Publication: Communications News
Date: Tuesday, May 1 2007

Running a successful business means running efficient applications. When building and optimizing the network infrastructure that supports these applications, however, the need for speed, security and availability is usually associated with increases in capital spending and the labor-intensive tasks

of acquiring more bandwidth, adding more security appliances and buying two of everything for redundancy.

A new network infrastructure design concept can increase performance and reduce costs. Service delivery networking (SDN) is an infrastructure design methodology that allows organizations to increase the speed, security and availability of their mission-critical applications.

In today's modular, non-SDN environments, the components of network, security and compliance are managed independently. Mission-critical data traverses these components over a variety of products run by different functions or groups within the organization.

In contrast, an SDN infrastructure is viewed as a vehicle for providing a service to an application, instead of each component in the IT environment being a separate resource. Security and regulatory compliance are "enabled" to the application through a few mouse clicks rather than rewritten into the application. The network has the intelligence to recognize individual applications and provide or supplement compliance, security and performance services.

To put it another way, while network equipment was traditionally only aware of Layers 1-3 in the open system interconnection (OSI) model, with SDN architecture, each networking device has awareness of all seven layers in the OSI model and can make decisions based on the content in those layers.

SDNs are not faster because of bigger pipes, but because they are application aware. Data can be managed and routed based on the individual application needs rather than by IP address, port number or protocol. Because performance, security and compliance are built directly into the network fabric, the number of networking devices is consolidated, yielding another performance improvement.

One area where SDNs can help is with payment card industry (PCI) compliance, which is a significant challenge for any organization that accepts credit cards.
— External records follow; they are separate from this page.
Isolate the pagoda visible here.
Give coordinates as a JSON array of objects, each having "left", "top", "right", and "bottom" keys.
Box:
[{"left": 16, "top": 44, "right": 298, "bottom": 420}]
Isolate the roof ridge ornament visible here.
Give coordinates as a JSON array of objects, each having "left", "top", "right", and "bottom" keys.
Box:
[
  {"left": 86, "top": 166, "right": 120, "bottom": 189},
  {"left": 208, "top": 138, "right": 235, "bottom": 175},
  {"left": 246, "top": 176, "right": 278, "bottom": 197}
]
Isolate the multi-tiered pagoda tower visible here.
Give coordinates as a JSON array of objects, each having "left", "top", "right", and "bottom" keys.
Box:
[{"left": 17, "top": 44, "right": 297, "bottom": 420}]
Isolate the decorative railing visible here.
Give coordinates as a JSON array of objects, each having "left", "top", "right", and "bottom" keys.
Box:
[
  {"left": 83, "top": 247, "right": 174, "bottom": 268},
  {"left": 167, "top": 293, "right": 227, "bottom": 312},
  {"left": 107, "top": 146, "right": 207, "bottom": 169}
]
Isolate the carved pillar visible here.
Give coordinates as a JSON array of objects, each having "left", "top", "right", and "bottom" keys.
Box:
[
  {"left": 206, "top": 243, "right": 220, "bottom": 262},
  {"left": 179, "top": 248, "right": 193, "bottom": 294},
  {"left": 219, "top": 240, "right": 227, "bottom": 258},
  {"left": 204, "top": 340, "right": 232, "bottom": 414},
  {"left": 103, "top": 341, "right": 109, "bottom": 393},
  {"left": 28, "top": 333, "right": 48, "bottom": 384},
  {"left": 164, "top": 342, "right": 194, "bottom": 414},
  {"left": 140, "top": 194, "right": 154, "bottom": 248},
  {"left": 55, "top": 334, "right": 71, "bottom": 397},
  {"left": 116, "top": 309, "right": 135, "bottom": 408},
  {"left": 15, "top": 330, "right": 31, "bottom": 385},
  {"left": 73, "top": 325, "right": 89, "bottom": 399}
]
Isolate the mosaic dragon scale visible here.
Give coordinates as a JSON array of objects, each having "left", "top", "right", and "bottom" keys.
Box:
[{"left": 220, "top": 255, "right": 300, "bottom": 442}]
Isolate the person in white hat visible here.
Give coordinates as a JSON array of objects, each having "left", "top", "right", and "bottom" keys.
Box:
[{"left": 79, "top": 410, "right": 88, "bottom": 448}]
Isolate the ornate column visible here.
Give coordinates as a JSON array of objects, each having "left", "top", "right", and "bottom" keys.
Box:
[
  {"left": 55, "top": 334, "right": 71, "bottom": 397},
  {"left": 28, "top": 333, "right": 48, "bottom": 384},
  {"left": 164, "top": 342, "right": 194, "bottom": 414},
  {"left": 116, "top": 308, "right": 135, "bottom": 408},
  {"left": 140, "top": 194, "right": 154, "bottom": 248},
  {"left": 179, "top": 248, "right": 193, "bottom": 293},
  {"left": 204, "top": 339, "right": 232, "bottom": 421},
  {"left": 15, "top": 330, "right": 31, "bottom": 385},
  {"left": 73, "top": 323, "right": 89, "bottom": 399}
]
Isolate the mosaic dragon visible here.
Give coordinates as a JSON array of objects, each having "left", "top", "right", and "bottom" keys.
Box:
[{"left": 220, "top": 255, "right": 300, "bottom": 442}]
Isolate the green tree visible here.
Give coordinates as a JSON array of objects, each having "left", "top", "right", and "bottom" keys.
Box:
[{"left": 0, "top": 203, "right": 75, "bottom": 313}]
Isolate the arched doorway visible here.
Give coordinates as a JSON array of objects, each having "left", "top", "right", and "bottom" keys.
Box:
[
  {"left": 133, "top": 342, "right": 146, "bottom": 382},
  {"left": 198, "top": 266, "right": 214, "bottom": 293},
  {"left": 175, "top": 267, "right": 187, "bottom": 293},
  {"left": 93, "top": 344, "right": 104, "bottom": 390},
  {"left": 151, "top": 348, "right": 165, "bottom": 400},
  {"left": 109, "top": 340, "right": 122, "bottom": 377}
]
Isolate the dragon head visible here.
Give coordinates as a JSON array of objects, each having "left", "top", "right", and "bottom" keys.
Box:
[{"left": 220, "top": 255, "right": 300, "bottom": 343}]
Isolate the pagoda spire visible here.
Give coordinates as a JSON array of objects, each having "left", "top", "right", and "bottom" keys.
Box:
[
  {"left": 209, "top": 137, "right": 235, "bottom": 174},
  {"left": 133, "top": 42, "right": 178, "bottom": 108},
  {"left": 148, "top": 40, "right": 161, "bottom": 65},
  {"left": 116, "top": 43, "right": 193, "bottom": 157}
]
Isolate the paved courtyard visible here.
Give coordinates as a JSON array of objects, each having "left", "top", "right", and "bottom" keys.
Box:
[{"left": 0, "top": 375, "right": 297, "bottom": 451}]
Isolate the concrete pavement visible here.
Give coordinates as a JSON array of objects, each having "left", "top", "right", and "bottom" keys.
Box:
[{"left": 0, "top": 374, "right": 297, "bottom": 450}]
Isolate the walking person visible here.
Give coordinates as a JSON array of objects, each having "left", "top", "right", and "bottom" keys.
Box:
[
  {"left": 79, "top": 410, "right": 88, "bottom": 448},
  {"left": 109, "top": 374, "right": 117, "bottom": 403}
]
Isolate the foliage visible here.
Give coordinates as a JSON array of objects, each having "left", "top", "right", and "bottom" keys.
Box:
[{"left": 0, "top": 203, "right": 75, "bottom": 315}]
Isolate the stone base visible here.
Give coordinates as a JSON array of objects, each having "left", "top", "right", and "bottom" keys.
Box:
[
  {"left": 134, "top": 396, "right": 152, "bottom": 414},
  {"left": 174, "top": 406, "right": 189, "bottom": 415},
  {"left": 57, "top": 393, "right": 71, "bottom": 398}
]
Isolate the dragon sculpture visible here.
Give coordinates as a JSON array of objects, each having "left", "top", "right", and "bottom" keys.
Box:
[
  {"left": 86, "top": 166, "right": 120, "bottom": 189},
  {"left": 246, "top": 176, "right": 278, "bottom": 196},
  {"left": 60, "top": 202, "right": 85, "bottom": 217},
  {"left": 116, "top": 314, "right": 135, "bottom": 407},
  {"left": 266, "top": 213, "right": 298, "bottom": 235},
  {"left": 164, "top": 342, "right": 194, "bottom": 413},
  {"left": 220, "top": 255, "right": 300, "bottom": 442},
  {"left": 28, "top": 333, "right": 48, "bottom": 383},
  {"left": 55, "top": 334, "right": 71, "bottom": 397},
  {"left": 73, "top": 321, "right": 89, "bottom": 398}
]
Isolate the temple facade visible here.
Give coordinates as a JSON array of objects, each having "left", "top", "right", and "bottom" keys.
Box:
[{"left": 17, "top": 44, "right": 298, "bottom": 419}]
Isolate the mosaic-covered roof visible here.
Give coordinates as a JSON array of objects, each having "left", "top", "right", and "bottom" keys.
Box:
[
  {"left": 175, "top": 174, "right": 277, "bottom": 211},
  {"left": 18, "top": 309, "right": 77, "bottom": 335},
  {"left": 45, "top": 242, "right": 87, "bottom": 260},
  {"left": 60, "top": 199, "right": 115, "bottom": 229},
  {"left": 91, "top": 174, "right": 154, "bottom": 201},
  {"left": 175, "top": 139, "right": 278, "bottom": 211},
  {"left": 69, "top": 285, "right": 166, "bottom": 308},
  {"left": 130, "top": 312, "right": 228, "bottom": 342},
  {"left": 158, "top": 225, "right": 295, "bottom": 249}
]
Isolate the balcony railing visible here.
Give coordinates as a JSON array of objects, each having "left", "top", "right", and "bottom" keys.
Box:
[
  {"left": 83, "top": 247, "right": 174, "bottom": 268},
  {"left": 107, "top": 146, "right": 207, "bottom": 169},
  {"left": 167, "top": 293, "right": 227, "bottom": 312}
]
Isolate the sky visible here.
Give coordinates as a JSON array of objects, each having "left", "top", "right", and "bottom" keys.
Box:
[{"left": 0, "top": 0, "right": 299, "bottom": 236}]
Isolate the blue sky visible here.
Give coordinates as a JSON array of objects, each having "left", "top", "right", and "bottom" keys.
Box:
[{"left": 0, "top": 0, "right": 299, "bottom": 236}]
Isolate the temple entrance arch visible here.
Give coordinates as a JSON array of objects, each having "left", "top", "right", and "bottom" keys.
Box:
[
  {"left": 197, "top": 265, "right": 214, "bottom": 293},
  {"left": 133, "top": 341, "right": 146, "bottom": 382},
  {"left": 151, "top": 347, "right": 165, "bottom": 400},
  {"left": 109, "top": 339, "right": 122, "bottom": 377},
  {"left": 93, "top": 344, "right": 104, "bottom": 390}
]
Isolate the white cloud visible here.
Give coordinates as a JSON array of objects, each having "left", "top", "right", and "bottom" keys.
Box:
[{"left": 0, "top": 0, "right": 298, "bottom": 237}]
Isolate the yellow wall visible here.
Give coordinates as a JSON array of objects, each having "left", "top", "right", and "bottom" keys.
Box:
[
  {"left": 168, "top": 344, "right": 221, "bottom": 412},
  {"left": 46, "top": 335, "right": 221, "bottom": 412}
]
Almost every major business is affected, and compliance presents financial and technical hurdles.

One component of PCI compliance is the requirement to encrypt transmissions of credit card numbers, expiration dates and security codes. There may be a dozen or more applications that need to be compliant. The IT team may have to work with each application and business unit independently to ensure compliance requirements are met. This means a substantial investment in development time, money and resources to modify each application. This scenario could also apply to other compliance initiatives such as HIPAA, GLBA or SOX.

In an SDN environment, the network components (i.e., routers or switches) recognize the pattern of a credit card in the TCP/IP data stream and know what kind of application it came from. They then mask or encrypt that information seamlessly, working with the application to deliver the security requirements of PCI.

The network device then logs these events and is capable of delivering an audit trail for future review. Through a management console, an auditor is able to see where and when a credit card number traversed the environment from start to finish-all without modifying the original application.

Although SDN represents a new design concept, organizations do not necessarily have to spend a lot of money to realize its benefits. In fact, some SDN environments can be created without adding additional hardware. For many companies, converting an existing infrastructure to an SDN design will not be an expensive proposition.

Depending on the hardware vendor(s) and the age of current equipment, SDN could be just a software upgrade away. If your networking equipment was purchased in the last 12-18 months, it may already be capable of supporting SDN's performance, security and ROI benefits.

Joel A. Pogar is director of network solutions for Forsythe Solutions Group, Skokie, Ill.